Theatres: Tax Allowances

(asked on 10th March 2023) - View Source

Question to the HM Treasury:

To ask His Majesty's Government, further to the remarks by Baroness Penn on 9 March (HL Deb col 886), whether they will include 50 per cent of marketing spend in the qualifying expenditure for Theatre Tax Relief to match the level of the equivalent scheme in the United States of America.


Answered by
Baroness Penn Portrait
Baroness Penn
Minister on Leave (Parliamentary Under Secretary of State)
This question was answered on 24th March 2023

Whilst the Government keeps all tax reliefs under review, the Government is not planning to expand the scope of Theatre Tax Relief (TTR) to include 50 per cent of marketing spend.
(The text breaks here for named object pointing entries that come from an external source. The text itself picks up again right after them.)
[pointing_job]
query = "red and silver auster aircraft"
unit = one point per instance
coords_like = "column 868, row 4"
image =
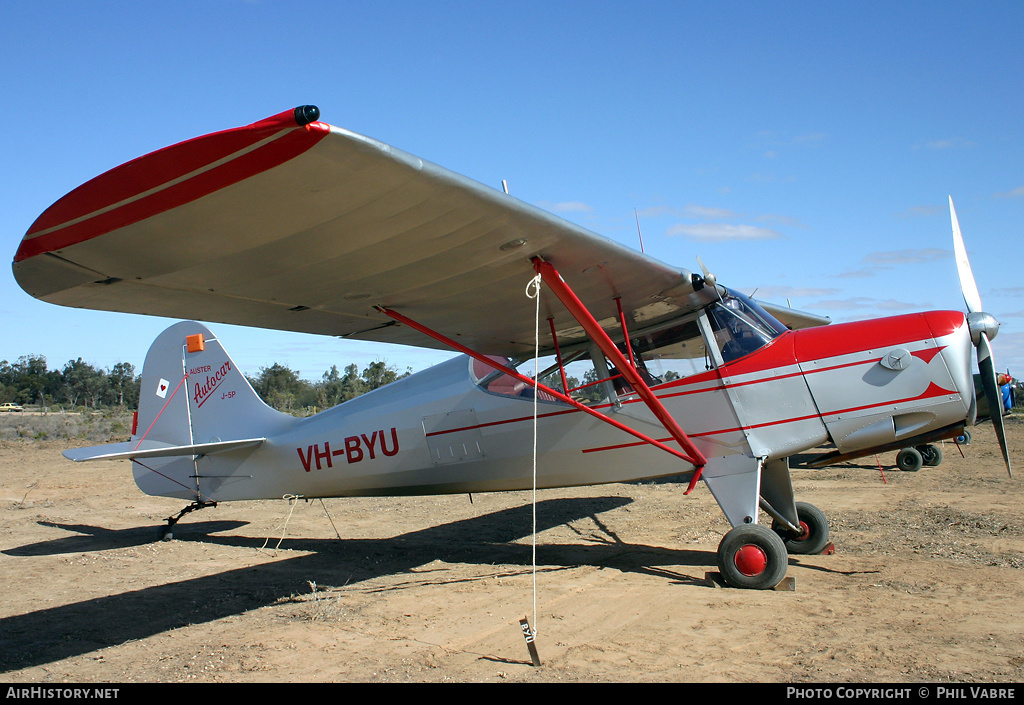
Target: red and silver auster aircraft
column 647, row 370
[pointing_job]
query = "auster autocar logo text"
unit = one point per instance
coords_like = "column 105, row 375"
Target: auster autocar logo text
column 213, row 380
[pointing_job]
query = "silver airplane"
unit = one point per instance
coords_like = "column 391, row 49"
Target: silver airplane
column 627, row 368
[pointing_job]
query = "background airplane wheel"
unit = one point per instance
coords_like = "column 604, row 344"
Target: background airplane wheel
column 754, row 556
column 909, row 460
column 815, row 527
column 932, row 455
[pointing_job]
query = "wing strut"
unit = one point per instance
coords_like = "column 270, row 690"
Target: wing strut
column 543, row 387
column 690, row 453
column 628, row 370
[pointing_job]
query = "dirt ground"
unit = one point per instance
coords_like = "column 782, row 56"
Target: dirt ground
column 926, row 583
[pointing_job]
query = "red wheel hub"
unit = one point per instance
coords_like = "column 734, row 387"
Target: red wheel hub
column 751, row 560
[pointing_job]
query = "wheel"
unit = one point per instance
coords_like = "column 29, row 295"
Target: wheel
column 754, row 556
column 932, row 455
column 909, row 460
column 815, row 536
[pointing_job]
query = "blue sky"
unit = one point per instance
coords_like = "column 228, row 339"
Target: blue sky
column 802, row 150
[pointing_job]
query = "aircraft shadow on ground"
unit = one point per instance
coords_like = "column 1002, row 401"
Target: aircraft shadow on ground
column 54, row 633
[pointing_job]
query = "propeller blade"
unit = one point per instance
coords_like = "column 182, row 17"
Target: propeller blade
column 987, row 369
column 968, row 285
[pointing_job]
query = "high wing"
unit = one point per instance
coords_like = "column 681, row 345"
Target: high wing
column 295, row 224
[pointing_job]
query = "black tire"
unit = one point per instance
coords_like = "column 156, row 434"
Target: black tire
column 753, row 556
column 909, row 460
column 815, row 527
column 931, row 455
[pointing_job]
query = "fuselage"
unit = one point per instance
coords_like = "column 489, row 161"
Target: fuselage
column 858, row 385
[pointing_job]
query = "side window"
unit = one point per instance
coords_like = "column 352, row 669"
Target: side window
column 672, row 353
column 582, row 381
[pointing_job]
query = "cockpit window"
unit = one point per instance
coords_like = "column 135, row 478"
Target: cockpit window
column 740, row 326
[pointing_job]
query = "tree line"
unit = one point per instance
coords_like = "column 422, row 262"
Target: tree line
column 30, row 381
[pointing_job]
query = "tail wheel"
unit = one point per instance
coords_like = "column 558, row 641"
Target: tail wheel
column 754, row 556
column 814, row 536
column 932, row 455
column 909, row 460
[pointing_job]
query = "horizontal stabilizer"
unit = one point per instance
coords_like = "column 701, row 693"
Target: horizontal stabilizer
column 132, row 450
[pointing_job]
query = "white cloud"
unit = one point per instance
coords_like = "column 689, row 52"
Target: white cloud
column 897, row 257
column 770, row 293
column 712, row 232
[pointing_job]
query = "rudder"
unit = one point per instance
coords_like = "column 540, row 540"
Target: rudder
column 193, row 392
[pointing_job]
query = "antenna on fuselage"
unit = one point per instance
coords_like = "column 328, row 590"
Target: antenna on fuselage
column 639, row 234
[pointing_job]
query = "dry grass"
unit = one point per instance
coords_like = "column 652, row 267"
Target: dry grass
column 97, row 426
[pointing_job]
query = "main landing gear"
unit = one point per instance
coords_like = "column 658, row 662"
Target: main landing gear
column 754, row 556
column 912, row 459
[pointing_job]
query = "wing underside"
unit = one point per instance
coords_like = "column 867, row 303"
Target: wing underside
column 310, row 227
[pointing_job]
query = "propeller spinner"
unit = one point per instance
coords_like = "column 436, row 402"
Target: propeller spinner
column 983, row 328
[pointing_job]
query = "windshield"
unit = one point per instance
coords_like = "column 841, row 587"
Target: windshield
column 741, row 326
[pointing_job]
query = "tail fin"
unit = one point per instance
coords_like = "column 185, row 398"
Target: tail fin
column 194, row 402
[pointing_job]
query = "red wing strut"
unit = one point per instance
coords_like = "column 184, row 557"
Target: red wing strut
column 690, row 454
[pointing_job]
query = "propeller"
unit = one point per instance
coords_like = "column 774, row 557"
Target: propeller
column 983, row 328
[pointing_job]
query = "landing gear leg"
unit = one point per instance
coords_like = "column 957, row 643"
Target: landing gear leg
column 754, row 556
column 814, row 531
column 166, row 532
The objective of theatre tax relief is to support and incentivise production and that is why eligible expenditure is focussed on the costs that are incurred producing and closing the theatrical production, rather than marketing.
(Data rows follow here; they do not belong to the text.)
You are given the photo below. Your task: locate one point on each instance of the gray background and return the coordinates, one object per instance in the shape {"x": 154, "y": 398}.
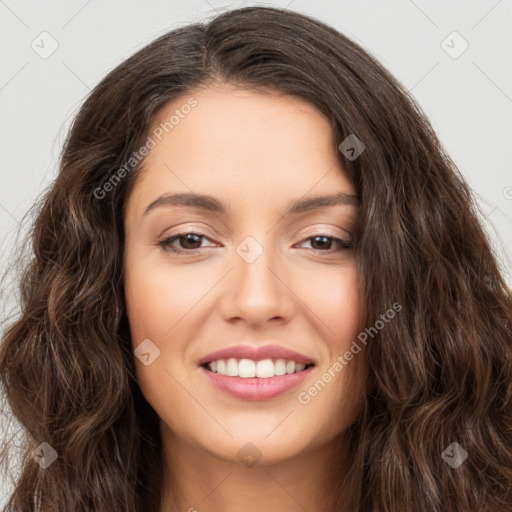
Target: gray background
{"x": 467, "y": 97}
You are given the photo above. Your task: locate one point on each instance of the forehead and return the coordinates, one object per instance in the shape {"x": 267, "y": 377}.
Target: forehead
{"x": 244, "y": 145}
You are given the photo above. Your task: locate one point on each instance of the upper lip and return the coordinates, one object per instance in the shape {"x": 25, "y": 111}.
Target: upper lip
{"x": 256, "y": 353}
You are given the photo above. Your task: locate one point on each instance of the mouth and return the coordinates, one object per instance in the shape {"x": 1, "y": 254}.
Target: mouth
{"x": 262, "y": 379}
{"x": 255, "y": 369}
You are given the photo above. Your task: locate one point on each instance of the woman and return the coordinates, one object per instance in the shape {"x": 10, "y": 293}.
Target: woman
{"x": 259, "y": 283}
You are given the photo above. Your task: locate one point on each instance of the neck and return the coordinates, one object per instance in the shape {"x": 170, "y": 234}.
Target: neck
{"x": 197, "y": 481}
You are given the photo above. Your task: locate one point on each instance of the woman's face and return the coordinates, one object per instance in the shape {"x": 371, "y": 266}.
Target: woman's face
{"x": 254, "y": 274}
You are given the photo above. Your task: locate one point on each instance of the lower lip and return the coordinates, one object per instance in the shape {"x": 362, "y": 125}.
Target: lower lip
{"x": 255, "y": 388}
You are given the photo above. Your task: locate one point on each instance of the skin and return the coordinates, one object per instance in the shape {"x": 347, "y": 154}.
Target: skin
{"x": 256, "y": 153}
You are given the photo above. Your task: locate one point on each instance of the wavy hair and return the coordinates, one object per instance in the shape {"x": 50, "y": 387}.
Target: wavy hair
{"x": 439, "y": 373}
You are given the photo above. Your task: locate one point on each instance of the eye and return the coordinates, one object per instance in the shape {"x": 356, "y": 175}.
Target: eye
{"x": 324, "y": 243}
{"x": 189, "y": 241}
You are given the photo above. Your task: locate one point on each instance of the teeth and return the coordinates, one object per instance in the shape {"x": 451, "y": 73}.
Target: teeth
{"x": 247, "y": 368}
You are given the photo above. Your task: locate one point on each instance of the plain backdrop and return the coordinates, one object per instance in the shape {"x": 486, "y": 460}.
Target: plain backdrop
{"x": 455, "y": 57}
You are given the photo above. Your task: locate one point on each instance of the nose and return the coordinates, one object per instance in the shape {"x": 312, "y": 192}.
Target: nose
{"x": 257, "y": 291}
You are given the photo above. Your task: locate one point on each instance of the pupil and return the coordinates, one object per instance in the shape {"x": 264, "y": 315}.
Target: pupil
{"x": 324, "y": 240}
{"x": 190, "y": 238}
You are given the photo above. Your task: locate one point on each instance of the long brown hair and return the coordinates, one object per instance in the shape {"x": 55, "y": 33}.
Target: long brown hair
{"x": 439, "y": 373}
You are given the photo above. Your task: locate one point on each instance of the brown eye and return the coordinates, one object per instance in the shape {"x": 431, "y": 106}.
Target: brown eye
{"x": 183, "y": 243}
{"x": 324, "y": 243}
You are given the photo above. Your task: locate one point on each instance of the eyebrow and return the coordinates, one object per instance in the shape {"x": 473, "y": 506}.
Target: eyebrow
{"x": 211, "y": 204}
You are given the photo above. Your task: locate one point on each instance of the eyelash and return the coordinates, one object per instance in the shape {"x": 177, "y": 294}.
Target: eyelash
{"x": 165, "y": 243}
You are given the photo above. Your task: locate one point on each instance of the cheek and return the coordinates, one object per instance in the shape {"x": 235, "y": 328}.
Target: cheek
{"x": 158, "y": 298}
{"x": 334, "y": 298}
The Government assesses that the equivalent scheme in New York is less generous overall than the UK relief: the amount of relief a production can receive is capped at $3 million and there are additional eligibility criteria and a more limited scope (for example, ballet and opera will not qualify). Whilst the UK scheme excludes marketing, it is uncapped and more generous in scope.

At Spring Budget 2023, the Government went further to support theatres by extending the 45 per cent (for non-touring productions) and 50 per cent (for touring productions) rates of TTR for a further 2 years. The rates will taper to 30 per cent /35 per cent on 1 April 2025 and return to 20 per cent /25 per cent on 1 April 2026.

The extension will continue to offset ongoing pressures and boost investment in our cultural sectors.